Book: The Story of My Life
Age: 22

In spite of an illness leaving her deaf and blind as a baby, Keller has emerged as one of the most influential authors, activists, and teachers in the past few centuries. Her fascinating memoir charts her personal evolution from her earliest struggles to her relationship with her most important mentor, Anne Sullivan, and her studies at Radcliffe University, where she became the first deaf-blind individual to be awarded a Bachelor of Arts degree. Although The Story of My Life is perhaps her most famous work, the earliest piece she penned and published was “The Frost King,” at age 11.

John Keats

Book: Endymion
Age: 23

This English poet published many poems before he died of tuberculosis in 1821, at age 25. His first was this work, the story of the young Greek shepherd Endymion, who pines after love and performs heroic tasks, like saving prisoners from the mythological witch Circe. The long poem opens with one of the most famous lines in Romantic poetry: “A thing of beauty is a joy forever.”

Carson McCullers

Book: The Heart is a Lonely Hunter
Age: 23

McCullers’ classic story about a small town in Georgia in the 1930s paints a gorgeous picture of love and loss as it follows the relationships of its main characters, including the deaf John Singer, the idealistic Dr. Benedict Mady Copeland, and the wise-beyond-her-years Mick Kelly, a teenage tomboy. The novel was adapted for the screen in 1968 with Alan Arkin in the role of Singer. Although McCullers became known in her lifetime for this and other books, she faced a series of challenges, including the suicide of her husband and several strokes that paralyzed half of her body at age 31.

Zadie Smith

Book: White Teeth
Age: 25

A look at the relationship between Great Britain and the countries it colonized, this novel catapulted Smith into the spotlight and was named one of the top 100 books in English published between 1923 and 2005 by Time magazine. Set in London, it follows several characters with immigrant heritage, including African, West Indian, and Jewish backgrounds, as they navigate a shifting society.

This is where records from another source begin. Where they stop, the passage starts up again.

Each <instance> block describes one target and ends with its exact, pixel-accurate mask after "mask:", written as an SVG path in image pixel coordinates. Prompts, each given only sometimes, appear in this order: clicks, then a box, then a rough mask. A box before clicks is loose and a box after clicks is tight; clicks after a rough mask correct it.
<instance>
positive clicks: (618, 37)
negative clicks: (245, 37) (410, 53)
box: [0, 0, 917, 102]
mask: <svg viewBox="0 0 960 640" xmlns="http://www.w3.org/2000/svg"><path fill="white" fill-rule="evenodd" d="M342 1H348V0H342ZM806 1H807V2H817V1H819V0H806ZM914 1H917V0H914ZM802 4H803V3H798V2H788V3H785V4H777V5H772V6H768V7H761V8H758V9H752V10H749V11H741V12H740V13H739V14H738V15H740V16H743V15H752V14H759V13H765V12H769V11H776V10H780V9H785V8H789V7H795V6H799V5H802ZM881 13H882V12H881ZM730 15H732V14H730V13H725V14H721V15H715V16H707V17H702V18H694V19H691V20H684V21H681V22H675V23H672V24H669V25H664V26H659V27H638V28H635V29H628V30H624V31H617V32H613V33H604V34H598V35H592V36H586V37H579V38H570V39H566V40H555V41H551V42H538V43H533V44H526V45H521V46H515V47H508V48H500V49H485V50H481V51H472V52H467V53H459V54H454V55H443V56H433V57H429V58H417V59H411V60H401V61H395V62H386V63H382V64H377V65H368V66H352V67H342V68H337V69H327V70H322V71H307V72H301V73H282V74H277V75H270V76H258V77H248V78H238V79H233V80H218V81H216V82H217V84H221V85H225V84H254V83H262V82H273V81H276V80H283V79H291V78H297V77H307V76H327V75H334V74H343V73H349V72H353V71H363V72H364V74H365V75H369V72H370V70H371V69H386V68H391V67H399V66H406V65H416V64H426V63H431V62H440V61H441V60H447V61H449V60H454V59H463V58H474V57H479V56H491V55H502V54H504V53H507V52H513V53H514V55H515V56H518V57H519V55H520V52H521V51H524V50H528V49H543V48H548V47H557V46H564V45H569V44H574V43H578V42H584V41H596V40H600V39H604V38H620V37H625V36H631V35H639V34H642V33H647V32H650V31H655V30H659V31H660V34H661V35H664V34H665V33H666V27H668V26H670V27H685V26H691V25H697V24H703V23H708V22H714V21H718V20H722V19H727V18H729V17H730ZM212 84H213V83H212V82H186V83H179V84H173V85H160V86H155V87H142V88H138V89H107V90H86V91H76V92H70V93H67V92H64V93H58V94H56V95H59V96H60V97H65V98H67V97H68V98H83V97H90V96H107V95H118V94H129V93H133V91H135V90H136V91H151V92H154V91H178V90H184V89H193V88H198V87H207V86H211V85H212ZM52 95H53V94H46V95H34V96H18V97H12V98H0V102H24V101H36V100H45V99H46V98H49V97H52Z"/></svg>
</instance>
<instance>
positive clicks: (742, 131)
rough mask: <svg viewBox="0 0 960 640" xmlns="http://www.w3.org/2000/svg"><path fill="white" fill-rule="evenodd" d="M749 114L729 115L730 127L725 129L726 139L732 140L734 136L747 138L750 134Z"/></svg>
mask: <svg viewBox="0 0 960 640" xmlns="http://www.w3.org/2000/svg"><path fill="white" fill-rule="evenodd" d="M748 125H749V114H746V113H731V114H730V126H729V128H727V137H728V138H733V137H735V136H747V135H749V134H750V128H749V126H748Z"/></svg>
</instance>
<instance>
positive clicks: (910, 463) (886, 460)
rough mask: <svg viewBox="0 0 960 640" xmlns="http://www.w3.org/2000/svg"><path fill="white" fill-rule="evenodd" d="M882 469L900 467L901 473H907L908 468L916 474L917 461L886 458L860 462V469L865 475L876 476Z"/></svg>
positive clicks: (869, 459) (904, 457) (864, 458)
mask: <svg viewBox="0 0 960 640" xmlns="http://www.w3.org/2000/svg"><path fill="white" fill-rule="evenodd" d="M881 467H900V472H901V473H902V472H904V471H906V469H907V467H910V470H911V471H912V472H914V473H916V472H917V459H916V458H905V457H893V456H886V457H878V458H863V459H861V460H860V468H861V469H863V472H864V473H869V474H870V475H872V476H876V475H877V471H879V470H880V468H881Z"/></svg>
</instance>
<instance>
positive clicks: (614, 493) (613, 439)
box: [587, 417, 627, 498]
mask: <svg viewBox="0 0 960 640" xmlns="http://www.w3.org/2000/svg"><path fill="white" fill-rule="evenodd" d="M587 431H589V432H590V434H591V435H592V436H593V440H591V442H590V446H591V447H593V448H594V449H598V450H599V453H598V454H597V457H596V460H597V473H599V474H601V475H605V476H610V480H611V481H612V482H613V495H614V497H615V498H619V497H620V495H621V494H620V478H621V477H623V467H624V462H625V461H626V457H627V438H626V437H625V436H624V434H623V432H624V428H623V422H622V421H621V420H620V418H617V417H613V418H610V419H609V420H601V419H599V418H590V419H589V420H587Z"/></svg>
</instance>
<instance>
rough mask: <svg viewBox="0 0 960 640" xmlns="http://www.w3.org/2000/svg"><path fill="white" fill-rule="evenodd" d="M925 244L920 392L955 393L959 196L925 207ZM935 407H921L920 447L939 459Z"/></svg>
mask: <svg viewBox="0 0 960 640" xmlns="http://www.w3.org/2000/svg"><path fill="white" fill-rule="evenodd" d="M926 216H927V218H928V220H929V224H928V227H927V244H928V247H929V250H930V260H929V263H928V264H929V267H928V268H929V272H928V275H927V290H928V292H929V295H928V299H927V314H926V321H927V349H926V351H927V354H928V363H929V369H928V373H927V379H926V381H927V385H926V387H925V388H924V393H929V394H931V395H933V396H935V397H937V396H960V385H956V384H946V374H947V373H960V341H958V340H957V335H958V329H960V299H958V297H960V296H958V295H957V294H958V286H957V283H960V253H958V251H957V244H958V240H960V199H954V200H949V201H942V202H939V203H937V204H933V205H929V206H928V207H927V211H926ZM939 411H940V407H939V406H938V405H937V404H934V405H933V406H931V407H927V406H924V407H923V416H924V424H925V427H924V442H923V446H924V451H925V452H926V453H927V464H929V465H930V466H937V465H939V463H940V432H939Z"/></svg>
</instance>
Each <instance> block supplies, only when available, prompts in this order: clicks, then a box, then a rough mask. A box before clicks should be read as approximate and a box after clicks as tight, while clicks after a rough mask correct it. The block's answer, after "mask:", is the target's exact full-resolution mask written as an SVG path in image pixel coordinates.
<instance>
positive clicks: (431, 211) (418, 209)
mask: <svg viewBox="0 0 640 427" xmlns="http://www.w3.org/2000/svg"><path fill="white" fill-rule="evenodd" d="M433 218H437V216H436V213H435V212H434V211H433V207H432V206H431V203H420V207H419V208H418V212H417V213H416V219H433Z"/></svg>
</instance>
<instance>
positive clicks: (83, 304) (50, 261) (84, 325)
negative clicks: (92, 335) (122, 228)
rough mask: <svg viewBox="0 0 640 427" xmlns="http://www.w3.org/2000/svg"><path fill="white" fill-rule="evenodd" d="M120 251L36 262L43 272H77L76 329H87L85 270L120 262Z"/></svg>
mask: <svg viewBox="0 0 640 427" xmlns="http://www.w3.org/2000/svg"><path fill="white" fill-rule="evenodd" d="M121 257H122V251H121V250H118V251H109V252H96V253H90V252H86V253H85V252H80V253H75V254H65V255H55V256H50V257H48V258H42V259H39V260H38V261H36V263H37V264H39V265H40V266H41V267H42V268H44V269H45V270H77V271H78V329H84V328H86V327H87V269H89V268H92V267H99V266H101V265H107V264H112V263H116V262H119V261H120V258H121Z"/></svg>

Smith was born to a Jamaican mother and English father and changed her name to “Zadie” from “Sadie” at age 14. She has continued to write, publishing six additional novels. Her most recent work is Feel Free.

James Baldwin

Book: Go Tell It on the Mountain
Age: 29

Baldwin’s first novel explored racism in the United States after the young author, who grew up in Harlem, had moved to Paris, where he felt he could live a more accepted life. Many of the conflicts he faced in New York are documented in this and other books, including experiences of prejudice and homophobia. But New York City remained important for Baldwin, who first realized he could be an artist after spending time with painter Beauford Delaney, a key figure during the Harlem Renaissance.